COM-406: Question about mutual information

Hello, I have a question about mutual information. My question in short is:
Does this formula hold?: I(X;Y=y)=H(X)-H(X|Y=y).

I just follow the example 2.6.1 in Cover's book. (The picture below)

By definition, I(X;Y=1) should be calculated as I(X;Y=1)=\sum_{x,y=1}p(x,y=1)log_2(\frac{p(x,y=1)}{p(x)p(y=1)})=0+\frac{3}{4}log_2(\frac{3/4}{7/8*3/4})=0.144 bit \)

If by the formula above, I(X;Y=1)=H(X)-H(X|Y=1)=H(X)=0.544 bit, which is different from 0.144 bit. So I think this formula does not hold. But why is this? It looks quite right.

Thank you.

Re: Question about mutual information

by Wenxin Pan - Sunday, 2 October 2022, 15:31

I might write the long formula again:

$I(X;Y=1)=\sum_{x,y=1}p(x,y=1)log_2(\frac{p(x,y=1)}{p(x)p(y=1)})=0+\frac{3}{4}log_2(\frac{3/4}{7/8*3/4})=0.144$

Re: Question about mutual information

by Thomas Weinberger - Monday, 3 October 2022, 11:59

Dear Wenxin,

The issue with your calculations is that mutual information is only defined between two random variables (side note: there also exist extensions of MI for >2 RVs, and/or conditioned on RVs).

You are however trying to calculate the mutual information between a random variable X and an event

$\{Y=1\}$ , which is ill-defined.

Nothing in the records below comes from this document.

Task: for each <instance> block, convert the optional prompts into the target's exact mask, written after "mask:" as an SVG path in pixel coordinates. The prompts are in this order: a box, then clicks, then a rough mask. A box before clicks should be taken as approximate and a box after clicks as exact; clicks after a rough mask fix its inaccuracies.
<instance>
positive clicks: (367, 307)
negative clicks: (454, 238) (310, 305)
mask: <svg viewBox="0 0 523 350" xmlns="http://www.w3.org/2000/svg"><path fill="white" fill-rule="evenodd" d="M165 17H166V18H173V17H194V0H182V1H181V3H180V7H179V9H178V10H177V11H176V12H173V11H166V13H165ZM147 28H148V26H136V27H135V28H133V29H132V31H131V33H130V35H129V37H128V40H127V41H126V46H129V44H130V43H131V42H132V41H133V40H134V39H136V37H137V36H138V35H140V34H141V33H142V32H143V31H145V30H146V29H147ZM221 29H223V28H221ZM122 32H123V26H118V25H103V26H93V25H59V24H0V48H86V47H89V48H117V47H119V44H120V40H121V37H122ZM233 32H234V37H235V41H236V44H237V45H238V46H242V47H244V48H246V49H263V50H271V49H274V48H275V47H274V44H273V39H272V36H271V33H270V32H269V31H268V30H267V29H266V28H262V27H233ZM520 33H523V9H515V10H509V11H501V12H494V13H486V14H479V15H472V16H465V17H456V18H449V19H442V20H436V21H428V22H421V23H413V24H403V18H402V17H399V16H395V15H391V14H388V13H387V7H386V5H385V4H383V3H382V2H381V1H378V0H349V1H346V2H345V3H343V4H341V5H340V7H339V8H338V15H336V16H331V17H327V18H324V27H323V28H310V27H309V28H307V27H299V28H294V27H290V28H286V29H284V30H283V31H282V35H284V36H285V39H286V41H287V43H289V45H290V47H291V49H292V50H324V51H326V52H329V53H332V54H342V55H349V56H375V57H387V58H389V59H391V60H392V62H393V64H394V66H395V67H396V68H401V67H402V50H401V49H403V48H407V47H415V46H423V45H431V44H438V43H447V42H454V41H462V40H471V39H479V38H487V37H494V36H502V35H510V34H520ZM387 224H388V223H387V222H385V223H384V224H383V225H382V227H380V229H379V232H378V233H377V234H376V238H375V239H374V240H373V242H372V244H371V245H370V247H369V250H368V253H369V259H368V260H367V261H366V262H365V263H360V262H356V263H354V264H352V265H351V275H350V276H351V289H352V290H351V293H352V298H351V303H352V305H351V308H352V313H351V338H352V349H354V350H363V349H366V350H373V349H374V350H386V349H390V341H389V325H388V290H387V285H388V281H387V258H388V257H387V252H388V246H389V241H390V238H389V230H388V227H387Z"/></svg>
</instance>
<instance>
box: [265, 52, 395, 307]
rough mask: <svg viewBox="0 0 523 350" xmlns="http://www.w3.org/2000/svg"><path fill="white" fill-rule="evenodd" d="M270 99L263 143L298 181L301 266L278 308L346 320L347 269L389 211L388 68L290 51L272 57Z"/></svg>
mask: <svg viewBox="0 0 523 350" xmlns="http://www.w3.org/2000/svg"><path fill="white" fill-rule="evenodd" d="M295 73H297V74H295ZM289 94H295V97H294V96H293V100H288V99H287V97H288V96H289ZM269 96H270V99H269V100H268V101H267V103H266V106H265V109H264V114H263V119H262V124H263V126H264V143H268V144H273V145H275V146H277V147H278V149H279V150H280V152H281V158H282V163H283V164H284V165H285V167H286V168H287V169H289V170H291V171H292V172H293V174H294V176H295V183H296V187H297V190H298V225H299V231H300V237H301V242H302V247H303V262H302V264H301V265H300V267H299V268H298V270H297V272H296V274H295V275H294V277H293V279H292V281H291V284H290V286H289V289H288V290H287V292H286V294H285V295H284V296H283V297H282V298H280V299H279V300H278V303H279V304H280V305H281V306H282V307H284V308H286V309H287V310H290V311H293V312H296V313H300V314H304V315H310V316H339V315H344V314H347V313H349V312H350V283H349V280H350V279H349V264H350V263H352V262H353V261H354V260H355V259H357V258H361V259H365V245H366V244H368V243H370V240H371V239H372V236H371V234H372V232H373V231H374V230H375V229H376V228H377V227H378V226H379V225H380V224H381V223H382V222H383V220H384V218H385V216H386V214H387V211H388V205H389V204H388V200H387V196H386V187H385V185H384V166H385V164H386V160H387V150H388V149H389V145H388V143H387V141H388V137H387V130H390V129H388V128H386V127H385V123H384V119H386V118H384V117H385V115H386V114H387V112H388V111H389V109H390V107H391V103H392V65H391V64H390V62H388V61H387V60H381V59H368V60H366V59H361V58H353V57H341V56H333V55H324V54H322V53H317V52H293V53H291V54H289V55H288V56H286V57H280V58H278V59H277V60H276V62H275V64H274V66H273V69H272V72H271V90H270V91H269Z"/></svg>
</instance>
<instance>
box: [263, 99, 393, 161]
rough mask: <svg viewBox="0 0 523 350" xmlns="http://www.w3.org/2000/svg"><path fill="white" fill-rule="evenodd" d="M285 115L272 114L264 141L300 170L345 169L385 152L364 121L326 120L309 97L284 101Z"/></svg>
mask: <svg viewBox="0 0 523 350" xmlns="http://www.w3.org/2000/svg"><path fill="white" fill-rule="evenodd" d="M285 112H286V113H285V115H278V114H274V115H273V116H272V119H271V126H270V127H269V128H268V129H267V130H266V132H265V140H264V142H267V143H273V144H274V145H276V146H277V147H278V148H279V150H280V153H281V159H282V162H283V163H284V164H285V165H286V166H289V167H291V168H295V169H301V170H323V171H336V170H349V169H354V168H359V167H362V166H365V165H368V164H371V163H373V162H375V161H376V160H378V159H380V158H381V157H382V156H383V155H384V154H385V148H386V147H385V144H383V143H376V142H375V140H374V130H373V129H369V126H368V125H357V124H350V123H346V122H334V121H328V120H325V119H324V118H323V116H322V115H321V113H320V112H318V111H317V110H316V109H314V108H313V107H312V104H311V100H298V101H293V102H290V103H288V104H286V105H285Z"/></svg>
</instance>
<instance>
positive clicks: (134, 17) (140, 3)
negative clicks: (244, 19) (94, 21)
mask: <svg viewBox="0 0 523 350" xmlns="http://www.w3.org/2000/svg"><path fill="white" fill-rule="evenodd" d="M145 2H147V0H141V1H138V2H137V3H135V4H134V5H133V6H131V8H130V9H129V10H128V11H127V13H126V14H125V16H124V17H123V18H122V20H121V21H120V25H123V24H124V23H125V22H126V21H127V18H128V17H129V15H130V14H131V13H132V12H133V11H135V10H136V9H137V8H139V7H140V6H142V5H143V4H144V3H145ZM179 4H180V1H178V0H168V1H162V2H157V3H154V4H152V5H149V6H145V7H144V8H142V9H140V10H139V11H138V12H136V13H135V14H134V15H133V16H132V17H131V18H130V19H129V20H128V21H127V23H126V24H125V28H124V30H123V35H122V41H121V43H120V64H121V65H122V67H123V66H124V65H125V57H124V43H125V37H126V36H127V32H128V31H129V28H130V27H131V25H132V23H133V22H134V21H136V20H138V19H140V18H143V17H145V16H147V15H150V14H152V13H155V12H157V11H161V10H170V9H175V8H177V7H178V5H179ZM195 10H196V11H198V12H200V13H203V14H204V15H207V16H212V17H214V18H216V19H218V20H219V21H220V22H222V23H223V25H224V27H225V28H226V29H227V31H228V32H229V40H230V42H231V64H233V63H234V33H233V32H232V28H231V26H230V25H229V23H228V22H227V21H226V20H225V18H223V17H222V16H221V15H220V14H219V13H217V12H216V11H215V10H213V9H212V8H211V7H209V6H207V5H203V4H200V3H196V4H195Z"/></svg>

Moreover, what you actually calculate on the right-hand side of your reply is the mutual information between

$X$ and a constant random variable

$Y$ which is always

$1$ . Obviously this is not the same

$Y$ as defined in your table above, hence you get inconsistent results.

Hope this helps.

Best,
Thomas